Seiji Ozawa was also musical director of the Vienna Opera from 2002. The Austrian capital is adopting him as it once adopted Leonard Bernstein. He conducted the New Year’s concert there twice and the Vienna Philharmonic entrusted him with the concert for the centenary of Herbert von Karajan. In the Land of the Rising Sun, he founded the New Japan Philharmonic Orchestra in 1972, the Saito Kinen International Orchestra in 1984 and the Matsumoto Saito Kinen Festival in 1992, both in honor of his master.

A long illness

His health slowly declined starting in 2006, when he was diagnosed with esophageal cancer. He gave up his obligations in Vienna in 2010. He then suffered from recurring back problems. Seiji Ozawa has appeared very diminished in recent years, notably alongside his friend Zubin Mehta, who had emerged around the same time as him and who had also been recommended by Charles Munch to Pierre Béique in Montreal.

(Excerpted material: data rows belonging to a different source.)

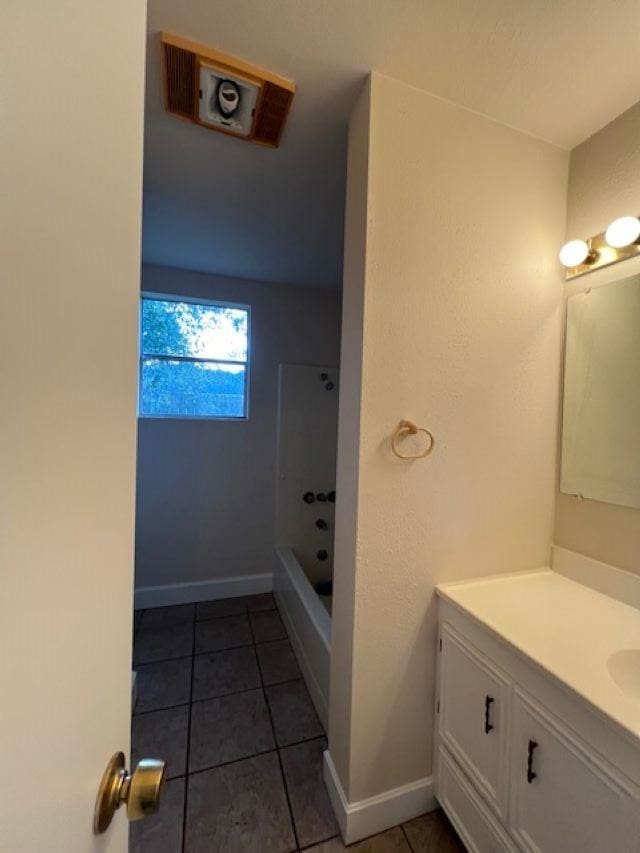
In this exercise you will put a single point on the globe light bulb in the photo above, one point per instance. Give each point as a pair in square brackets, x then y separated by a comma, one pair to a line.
[623, 232]
[573, 253]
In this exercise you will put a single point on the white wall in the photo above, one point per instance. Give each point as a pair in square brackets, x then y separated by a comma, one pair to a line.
[206, 488]
[452, 283]
[604, 183]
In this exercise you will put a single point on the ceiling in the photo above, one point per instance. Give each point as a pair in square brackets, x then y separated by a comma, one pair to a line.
[558, 69]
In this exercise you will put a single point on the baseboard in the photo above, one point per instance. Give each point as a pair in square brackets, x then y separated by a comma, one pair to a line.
[375, 814]
[315, 691]
[186, 593]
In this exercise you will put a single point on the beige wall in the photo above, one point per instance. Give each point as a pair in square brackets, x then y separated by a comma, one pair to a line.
[206, 488]
[459, 307]
[604, 183]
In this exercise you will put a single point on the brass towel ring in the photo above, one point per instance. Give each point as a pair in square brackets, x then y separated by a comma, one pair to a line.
[405, 428]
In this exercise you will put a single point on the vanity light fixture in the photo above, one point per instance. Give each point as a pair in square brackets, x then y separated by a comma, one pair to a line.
[619, 242]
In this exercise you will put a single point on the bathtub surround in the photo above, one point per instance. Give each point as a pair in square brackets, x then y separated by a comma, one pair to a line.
[452, 317]
[205, 524]
[604, 183]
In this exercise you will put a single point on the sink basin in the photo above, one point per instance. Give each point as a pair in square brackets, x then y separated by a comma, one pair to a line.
[624, 668]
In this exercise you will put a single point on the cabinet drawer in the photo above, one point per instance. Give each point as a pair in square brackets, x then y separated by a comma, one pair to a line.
[473, 821]
[473, 719]
[564, 798]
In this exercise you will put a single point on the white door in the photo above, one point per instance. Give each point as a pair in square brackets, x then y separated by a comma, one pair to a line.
[71, 112]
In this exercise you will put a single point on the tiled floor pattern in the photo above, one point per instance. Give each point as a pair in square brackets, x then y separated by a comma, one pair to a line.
[222, 700]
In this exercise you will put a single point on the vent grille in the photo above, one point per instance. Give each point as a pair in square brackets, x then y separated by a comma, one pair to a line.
[181, 81]
[272, 113]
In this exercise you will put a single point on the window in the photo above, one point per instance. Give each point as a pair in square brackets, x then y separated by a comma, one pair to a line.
[193, 359]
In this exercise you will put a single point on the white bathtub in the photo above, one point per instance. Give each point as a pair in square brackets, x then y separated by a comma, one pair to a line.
[308, 624]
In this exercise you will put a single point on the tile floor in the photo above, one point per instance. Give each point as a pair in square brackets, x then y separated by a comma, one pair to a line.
[222, 700]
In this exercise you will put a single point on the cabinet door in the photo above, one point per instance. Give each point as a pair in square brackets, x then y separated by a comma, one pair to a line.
[473, 717]
[565, 799]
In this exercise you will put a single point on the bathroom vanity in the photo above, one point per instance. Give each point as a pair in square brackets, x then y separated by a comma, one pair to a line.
[538, 715]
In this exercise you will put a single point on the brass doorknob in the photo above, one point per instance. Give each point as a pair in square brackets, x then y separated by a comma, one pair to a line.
[140, 790]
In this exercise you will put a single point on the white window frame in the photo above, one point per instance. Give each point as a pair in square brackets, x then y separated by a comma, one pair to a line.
[194, 300]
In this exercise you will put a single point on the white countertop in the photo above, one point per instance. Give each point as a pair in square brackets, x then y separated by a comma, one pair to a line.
[566, 628]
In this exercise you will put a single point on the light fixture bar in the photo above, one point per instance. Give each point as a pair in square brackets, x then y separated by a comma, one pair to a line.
[601, 254]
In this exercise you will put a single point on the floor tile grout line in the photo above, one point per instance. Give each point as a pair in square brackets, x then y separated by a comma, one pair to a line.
[188, 748]
[254, 644]
[322, 841]
[220, 696]
[247, 757]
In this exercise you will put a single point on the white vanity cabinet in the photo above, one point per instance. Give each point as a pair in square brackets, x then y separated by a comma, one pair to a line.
[521, 764]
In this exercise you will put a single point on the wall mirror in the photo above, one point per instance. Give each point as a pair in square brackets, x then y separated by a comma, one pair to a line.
[601, 412]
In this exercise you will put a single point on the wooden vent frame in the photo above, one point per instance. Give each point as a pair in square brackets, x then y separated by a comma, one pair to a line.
[182, 60]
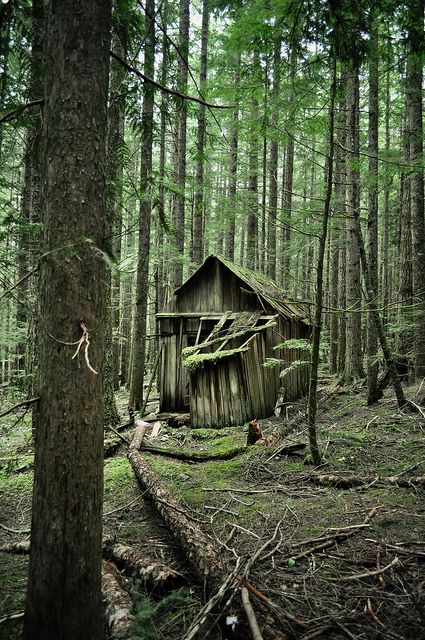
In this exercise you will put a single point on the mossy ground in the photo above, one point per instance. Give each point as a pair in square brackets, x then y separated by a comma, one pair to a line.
[241, 501]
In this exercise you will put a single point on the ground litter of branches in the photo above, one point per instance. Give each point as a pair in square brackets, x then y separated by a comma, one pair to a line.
[321, 558]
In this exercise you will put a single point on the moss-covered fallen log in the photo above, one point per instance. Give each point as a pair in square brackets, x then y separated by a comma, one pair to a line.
[205, 561]
[157, 576]
[118, 603]
[195, 456]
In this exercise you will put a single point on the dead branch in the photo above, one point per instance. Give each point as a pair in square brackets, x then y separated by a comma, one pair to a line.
[367, 574]
[10, 114]
[118, 603]
[252, 620]
[338, 537]
[348, 482]
[161, 87]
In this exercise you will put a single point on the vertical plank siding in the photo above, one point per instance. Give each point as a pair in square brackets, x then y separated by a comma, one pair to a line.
[238, 387]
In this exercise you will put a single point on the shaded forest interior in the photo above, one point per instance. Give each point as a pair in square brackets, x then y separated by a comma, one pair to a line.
[138, 142]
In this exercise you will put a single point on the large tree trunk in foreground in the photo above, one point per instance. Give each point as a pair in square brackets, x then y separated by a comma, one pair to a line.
[414, 98]
[372, 222]
[317, 326]
[64, 586]
[138, 356]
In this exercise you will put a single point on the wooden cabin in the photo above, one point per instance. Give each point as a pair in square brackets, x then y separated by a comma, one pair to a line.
[216, 334]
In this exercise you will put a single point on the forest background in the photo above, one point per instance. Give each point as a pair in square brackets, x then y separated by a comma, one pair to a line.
[287, 136]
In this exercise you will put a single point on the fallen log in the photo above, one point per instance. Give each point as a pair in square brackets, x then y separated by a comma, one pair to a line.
[208, 566]
[155, 574]
[348, 482]
[118, 603]
[204, 559]
[139, 434]
[195, 456]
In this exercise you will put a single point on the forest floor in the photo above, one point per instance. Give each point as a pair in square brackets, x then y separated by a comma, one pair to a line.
[337, 561]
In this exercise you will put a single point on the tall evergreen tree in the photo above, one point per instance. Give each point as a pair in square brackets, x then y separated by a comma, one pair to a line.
[64, 590]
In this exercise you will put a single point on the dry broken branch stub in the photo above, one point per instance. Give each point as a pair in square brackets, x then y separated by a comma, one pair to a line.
[347, 482]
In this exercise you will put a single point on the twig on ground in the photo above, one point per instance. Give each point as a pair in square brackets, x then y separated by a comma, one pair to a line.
[252, 620]
[125, 506]
[367, 574]
[338, 537]
[202, 616]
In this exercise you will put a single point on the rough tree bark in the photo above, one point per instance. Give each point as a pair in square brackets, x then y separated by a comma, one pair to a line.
[31, 194]
[180, 166]
[273, 168]
[113, 219]
[414, 97]
[138, 355]
[233, 169]
[354, 354]
[252, 223]
[372, 222]
[64, 584]
[198, 213]
[317, 326]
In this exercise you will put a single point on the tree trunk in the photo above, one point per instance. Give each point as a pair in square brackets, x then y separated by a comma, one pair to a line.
[197, 252]
[231, 230]
[273, 168]
[180, 168]
[317, 326]
[385, 286]
[405, 342]
[354, 354]
[372, 340]
[252, 226]
[289, 175]
[64, 584]
[113, 233]
[414, 97]
[29, 239]
[138, 358]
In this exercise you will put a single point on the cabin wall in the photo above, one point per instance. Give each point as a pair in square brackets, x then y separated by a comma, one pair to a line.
[216, 289]
[218, 394]
[173, 377]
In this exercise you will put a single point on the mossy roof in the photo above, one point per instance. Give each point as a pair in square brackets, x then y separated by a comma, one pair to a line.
[261, 284]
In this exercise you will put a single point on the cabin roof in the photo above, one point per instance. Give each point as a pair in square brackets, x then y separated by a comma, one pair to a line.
[261, 284]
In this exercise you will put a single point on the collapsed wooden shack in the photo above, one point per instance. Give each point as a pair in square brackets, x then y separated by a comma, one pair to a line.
[216, 334]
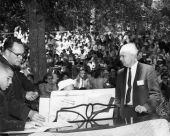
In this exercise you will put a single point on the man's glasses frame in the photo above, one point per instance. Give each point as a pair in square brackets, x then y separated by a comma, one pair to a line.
[17, 54]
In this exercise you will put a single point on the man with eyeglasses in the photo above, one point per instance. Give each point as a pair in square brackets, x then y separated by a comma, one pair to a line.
[21, 89]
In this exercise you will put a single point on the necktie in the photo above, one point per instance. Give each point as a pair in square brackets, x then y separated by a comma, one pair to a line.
[129, 87]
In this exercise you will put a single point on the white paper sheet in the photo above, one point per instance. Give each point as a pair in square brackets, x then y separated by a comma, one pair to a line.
[63, 99]
[58, 124]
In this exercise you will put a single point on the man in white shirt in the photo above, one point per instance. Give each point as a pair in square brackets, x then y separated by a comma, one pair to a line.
[137, 88]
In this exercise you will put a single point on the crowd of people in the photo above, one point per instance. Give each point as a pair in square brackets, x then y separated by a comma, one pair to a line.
[79, 61]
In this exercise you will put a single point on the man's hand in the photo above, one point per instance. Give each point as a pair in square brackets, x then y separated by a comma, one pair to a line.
[31, 95]
[35, 116]
[140, 109]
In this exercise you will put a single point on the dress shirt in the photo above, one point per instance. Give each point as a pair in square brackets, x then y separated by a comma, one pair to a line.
[133, 72]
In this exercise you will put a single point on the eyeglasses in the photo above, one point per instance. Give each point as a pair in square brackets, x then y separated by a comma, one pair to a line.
[17, 54]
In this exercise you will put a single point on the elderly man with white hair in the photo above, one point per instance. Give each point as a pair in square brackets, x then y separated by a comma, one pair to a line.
[137, 88]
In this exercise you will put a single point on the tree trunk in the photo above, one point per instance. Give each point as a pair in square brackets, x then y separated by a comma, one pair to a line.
[37, 40]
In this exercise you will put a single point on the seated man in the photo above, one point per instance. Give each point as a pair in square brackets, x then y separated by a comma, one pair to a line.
[5, 123]
[21, 88]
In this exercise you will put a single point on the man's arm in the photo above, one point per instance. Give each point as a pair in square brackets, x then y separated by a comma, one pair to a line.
[154, 94]
[5, 124]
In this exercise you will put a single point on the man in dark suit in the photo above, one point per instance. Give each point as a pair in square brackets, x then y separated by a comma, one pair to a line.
[137, 88]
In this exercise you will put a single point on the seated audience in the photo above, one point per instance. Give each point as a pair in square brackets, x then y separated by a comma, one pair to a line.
[82, 81]
[66, 85]
[49, 85]
[98, 81]
[22, 88]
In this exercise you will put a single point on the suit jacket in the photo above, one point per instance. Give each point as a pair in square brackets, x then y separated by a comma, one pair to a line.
[146, 94]
[6, 124]
[17, 107]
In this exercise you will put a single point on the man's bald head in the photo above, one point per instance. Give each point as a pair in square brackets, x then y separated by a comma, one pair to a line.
[129, 48]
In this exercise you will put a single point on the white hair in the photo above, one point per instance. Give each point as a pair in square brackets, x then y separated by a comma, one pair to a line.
[129, 48]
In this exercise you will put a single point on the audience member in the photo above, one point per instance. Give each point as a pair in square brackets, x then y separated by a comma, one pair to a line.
[21, 87]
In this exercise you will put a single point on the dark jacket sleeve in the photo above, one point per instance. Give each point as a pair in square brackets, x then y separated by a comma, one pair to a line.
[5, 123]
[154, 91]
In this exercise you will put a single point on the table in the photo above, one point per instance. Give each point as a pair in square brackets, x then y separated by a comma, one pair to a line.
[102, 126]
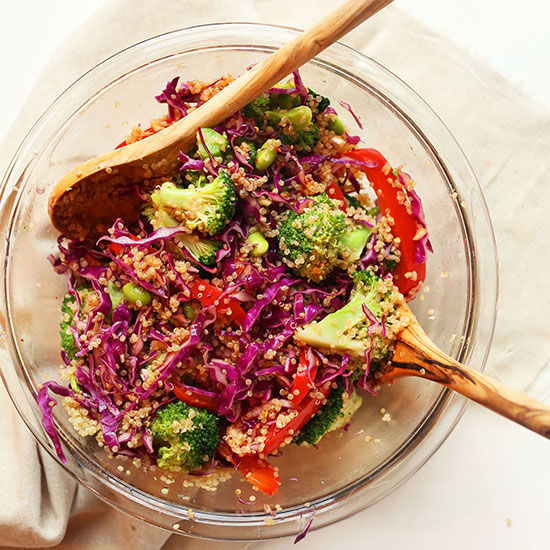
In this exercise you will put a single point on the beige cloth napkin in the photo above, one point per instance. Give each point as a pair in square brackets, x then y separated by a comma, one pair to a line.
[505, 136]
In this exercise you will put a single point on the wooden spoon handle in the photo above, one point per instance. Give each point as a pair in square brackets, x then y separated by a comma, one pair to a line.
[416, 355]
[279, 64]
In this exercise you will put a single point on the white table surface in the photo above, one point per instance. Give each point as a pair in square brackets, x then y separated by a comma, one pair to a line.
[487, 487]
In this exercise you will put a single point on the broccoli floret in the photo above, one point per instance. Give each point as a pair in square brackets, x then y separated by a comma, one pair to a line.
[208, 209]
[349, 330]
[323, 102]
[355, 202]
[353, 243]
[316, 241]
[194, 177]
[67, 318]
[186, 437]
[287, 101]
[68, 312]
[303, 140]
[334, 414]
[256, 109]
[309, 242]
[203, 250]
[252, 152]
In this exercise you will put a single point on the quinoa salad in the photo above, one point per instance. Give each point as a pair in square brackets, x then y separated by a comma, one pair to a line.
[254, 302]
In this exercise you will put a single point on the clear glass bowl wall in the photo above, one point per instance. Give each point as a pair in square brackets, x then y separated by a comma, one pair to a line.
[456, 308]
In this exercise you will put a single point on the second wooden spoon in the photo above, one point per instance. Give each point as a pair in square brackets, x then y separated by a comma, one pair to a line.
[416, 355]
[92, 196]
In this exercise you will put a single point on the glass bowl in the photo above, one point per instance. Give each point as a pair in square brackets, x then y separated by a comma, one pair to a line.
[457, 306]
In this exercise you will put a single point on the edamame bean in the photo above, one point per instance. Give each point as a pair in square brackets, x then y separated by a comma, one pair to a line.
[189, 311]
[300, 117]
[215, 143]
[74, 384]
[135, 294]
[259, 244]
[115, 294]
[266, 155]
[336, 126]
[285, 101]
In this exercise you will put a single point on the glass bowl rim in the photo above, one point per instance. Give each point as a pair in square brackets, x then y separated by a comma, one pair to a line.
[323, 503]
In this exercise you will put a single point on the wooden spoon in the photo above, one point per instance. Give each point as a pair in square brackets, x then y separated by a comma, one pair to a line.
[416, 355]
[92, 196]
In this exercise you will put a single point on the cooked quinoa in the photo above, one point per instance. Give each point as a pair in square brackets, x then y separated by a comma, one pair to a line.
[254, 298]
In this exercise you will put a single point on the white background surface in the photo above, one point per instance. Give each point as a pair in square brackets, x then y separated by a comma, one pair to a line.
[488, 486]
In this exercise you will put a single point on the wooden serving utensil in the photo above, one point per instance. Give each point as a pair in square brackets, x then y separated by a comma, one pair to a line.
[416, 355]
[92, 196]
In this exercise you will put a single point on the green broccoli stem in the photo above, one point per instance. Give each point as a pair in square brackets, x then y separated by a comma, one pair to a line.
[330, 332]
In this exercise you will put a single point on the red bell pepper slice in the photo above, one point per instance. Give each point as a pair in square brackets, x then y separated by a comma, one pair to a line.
[302, 379]
[257, 471]
[307, 408]
[207, 295]
[196, 399]
[115, 248]
[334, 192]
[146, 133]
[390, 198]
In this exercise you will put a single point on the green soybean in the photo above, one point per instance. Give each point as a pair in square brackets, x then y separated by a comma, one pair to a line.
[135, 294]
[189, 311]
[285, 101]
[266, 155]
[115, 294]
[215, 143]
[374, 211]
[74, 384]
[259, 245]
[300, 117]
[336, 126]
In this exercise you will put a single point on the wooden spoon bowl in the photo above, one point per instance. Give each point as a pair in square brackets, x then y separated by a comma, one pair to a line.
[93, 195]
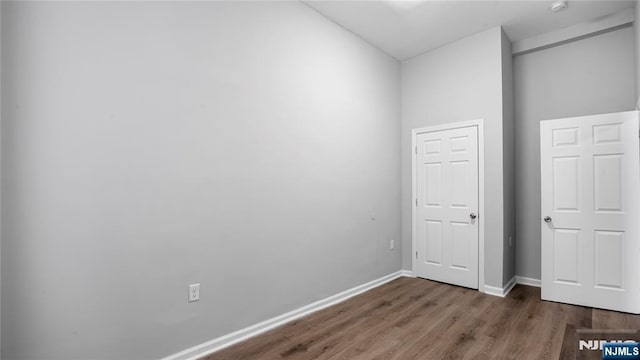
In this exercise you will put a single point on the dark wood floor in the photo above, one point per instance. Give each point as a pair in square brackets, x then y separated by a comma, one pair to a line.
[420, 319]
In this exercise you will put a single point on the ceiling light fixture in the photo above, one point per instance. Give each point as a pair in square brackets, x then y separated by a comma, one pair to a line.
[558, 5]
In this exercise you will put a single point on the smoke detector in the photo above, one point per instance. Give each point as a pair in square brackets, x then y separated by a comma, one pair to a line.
[558, 5]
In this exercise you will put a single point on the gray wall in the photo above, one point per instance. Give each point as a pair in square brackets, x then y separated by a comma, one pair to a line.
[589, 76]
[149, 145]
[508, 159]
[457, 82]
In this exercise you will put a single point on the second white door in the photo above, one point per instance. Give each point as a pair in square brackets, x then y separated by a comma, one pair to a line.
[447, 206]
[590, 211]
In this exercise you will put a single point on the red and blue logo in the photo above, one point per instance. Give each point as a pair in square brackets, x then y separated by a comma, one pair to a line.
[621, 350]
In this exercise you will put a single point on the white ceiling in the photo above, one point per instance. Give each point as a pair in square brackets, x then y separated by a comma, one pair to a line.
[406, 28]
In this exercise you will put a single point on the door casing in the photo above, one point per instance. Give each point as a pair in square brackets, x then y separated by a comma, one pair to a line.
[479, 123]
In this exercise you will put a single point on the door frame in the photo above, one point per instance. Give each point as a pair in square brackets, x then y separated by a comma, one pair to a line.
[479, 124]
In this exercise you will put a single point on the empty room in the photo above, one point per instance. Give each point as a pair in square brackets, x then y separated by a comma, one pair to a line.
[383, 179]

The musical director of the Saint-Louis Symphony Orchestra, Stéphane Denève, close to Seiji Ozawa, conducted the 2023 edition of the Matsumoto Festival in front of a very diminished conductor made speechless by illness: “I like to think back to the good moments since 1998. We laughed a lot. He was a happy man, full of life, humble, open, with a prodigious memory, whose presence had a phenomenal impact on the sound. »

Seiji Ozawa, who created the opera in Paris Saint Francis of Assisi de Messiaen in 1983, with Kent Nagano as assistant, leaves nearly 150 recordings made notably for RCA, Philips, EMI and Sony.

He was a very complete conductor, equally inspired by the symphonic repertoire and opera. He consistently promoted, particularly during his years in Boston, the music of French composer Henri Dutilleux.